You tried to distract yourself from walking incessantly by actually turning on the television this afternoon. But every time you try, something comes up: the television was not turning on.
You think back to your breakdown yesterday - your soliloquy, when you kept asking God why this was happening to you. You remember telling God that you never in a billion years expected this to happen to you. You reminded God of your daily excursions to temple, something you truly loved to do and did of your own accord for years. You asked God what you did to deserve this.
And just when you’re getting angry again, you remember breaking the pact you made to yourself yesterday- to limit walking and to eat even more, no matter what. After all, your mom got married. Your mom gave birth. Your mom has lived her life.
You’re home and you’re pissed. Sure enough, your mother is doing yoga while you go heat up a lentil stew with a side of cheese. All of this before your nightly 9 pounds’ worth of watermelon and snacks.
After the eating deed is done and waiting out the stomach pain before finally laying horizontally, you open up the pantry, feeling as though you could eat more when during the day, this isn’t the case.
You come face-to-face with your mother’s shelf, filled with the goods that she always loved and managed to eat without gaining an ounce: Devil Dogs, Junior Mints, and Godiva macaroons.
You see the new box of chocolate cupcakes that have the baseball mitt-design frosting, which she bought a couple of hours earlier, ripped open. You peek inside and see that two individually wrapped cupcakes are gone. She probably packed them to take for breakfast tomorrow morning, you think.
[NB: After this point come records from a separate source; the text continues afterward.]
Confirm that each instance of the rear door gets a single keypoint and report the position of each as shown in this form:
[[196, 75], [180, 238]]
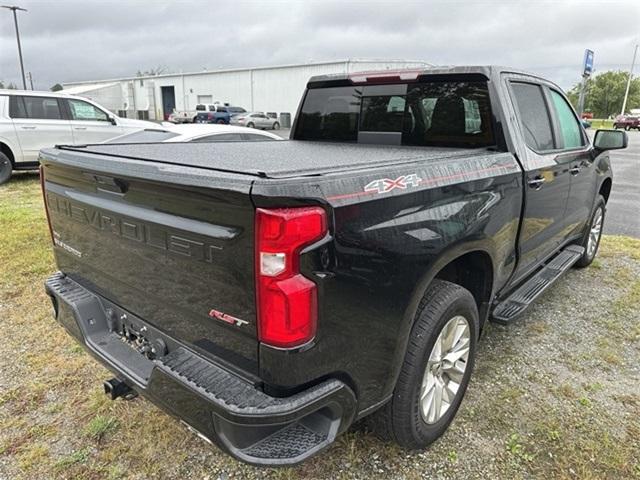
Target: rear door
[[547, 176], [39, 123], [577, 152], [89, 123]]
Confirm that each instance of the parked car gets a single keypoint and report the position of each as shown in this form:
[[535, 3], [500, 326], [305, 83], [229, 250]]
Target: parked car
[[195, 133], [218, 114], [627, 122], [182, 116], [256, 120], [269, 295], [31, 120]]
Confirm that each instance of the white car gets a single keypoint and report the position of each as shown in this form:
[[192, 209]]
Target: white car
[[30, 121], [202, 132], [255, 120]]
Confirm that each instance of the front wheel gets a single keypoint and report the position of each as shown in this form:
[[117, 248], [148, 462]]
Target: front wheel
[[591, 239], [436, 369], [5, 168]]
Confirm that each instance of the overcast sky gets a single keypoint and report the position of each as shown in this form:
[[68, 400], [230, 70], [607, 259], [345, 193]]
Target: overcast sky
[[68, 40]]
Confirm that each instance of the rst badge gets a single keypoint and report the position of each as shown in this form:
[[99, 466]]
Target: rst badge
[[385, 185]]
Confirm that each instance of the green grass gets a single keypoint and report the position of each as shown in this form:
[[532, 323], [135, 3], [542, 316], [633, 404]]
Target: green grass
[[538, 417], [99, 426]]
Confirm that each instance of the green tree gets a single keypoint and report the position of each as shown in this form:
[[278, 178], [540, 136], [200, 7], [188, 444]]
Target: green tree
[[605, 94]]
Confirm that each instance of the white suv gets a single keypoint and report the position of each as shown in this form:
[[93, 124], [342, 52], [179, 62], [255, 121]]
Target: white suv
[[32, 120]]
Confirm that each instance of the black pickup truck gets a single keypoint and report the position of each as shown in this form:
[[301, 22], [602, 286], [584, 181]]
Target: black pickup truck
[[269, 294]]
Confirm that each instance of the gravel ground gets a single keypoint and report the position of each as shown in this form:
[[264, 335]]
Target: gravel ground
[[555, 395]]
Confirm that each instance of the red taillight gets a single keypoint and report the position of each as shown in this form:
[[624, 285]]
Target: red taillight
[[287, 302], [44, 199]]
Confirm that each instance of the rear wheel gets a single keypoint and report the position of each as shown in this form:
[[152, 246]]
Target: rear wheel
[[436, 369], [591, 239], [5, 168]]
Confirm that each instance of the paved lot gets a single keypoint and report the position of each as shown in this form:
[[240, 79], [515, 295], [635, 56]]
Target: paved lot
[[623, 211]]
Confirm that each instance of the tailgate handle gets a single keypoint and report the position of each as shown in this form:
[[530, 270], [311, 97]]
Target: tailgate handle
[[110, 184]]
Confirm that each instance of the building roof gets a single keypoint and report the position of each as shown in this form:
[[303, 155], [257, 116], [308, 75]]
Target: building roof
[[245, 69], [84, 88]]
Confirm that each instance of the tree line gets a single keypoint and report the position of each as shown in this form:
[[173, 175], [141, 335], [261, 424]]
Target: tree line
[[604, 94]]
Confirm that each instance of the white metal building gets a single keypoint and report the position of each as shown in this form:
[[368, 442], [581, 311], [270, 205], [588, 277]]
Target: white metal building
[[266, 89]]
So you look in her undesignated lunchbag only to find a sweater and some paperwork. You then explore the inner canals of her purse without finding anything in the way of food aside from breath mints.
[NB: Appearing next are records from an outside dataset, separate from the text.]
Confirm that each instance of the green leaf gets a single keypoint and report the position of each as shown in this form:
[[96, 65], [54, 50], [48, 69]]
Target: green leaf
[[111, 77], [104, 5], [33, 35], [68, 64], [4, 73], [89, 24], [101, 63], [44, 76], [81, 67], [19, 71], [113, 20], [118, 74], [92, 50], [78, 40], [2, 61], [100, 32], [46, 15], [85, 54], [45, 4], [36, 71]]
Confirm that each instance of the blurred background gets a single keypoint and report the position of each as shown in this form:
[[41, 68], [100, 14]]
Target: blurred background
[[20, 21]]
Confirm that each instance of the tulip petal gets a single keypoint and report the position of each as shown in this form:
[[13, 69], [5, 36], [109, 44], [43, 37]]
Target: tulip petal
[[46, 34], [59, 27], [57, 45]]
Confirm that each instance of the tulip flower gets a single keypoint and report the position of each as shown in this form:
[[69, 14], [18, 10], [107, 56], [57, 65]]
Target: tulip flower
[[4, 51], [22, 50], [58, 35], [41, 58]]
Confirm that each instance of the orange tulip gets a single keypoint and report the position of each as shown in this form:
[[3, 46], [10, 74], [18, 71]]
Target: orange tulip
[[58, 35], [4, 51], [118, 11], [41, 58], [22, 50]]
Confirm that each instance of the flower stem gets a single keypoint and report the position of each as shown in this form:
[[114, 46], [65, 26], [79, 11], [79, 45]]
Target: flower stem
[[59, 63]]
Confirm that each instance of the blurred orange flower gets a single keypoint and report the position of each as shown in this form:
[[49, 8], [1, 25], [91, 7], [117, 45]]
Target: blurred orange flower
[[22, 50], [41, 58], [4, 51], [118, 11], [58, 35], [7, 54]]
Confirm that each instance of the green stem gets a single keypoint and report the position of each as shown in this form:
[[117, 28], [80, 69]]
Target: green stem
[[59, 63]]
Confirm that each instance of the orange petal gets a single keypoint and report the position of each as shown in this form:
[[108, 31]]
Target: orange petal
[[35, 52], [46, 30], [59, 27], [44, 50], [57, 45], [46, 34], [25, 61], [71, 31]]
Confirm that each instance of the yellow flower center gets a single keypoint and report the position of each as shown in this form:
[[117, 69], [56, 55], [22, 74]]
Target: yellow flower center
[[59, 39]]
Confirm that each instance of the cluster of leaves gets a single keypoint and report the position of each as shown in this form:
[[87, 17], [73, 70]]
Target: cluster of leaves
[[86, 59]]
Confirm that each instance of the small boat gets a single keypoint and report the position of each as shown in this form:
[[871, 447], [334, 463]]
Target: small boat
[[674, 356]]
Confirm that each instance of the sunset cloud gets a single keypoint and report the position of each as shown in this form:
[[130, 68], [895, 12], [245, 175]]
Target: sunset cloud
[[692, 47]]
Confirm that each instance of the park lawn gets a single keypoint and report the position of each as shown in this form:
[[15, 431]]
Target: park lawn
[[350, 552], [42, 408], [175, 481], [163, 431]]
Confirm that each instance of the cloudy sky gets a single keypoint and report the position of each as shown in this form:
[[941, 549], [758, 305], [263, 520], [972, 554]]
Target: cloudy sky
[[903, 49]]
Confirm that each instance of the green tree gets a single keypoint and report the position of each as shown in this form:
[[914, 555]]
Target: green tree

It dawns on you: she may have eaten the two cupcakes when you were out on your walk. So you look inside the garbage, throwing to the side all of your disposable plates and watermelon rinds.
Sure enough, you spot a cupcake wrapper. Unsure of yourself, you keep looking until you find the second missing wrapper.
“Food is fuel,” you think to yourself.
You realize you don’t know the whole story after all. You tortured yourself about her not eating as much as you, when in fact, that wasn’t the case.
It is the next morning. You talk to her bright and early, fearing she may go at it again with you. Instead, yesterday’s arguments seemed to have dissipated. She tells you she might buy bread to have with her butternut squash ravioli today. She tells you to buy a scale just for you, and doesn’t force you to stand in front of her. You think maybe she understands, or is at least trying to help. You’re on a walk while talking to her because well, you ate too much last night and you feel disgusting, but you want to enjoy breakfast when you go home. You hope the long walk will help.
It does - eventually. Or maybe it took you to eat more to finally relieve yourself.
Later in the day, she makes a comment about your weight. She decides to eat a cold cut sandwich instead of the pasta, but you don’t care. You think you don’t care. You do care, but not so much. You think this is progress, but it isn’t really. You try to avoid anything that may cause her to talk about your weight, but her grimace and comment - “oh my God” - weighs on your mind.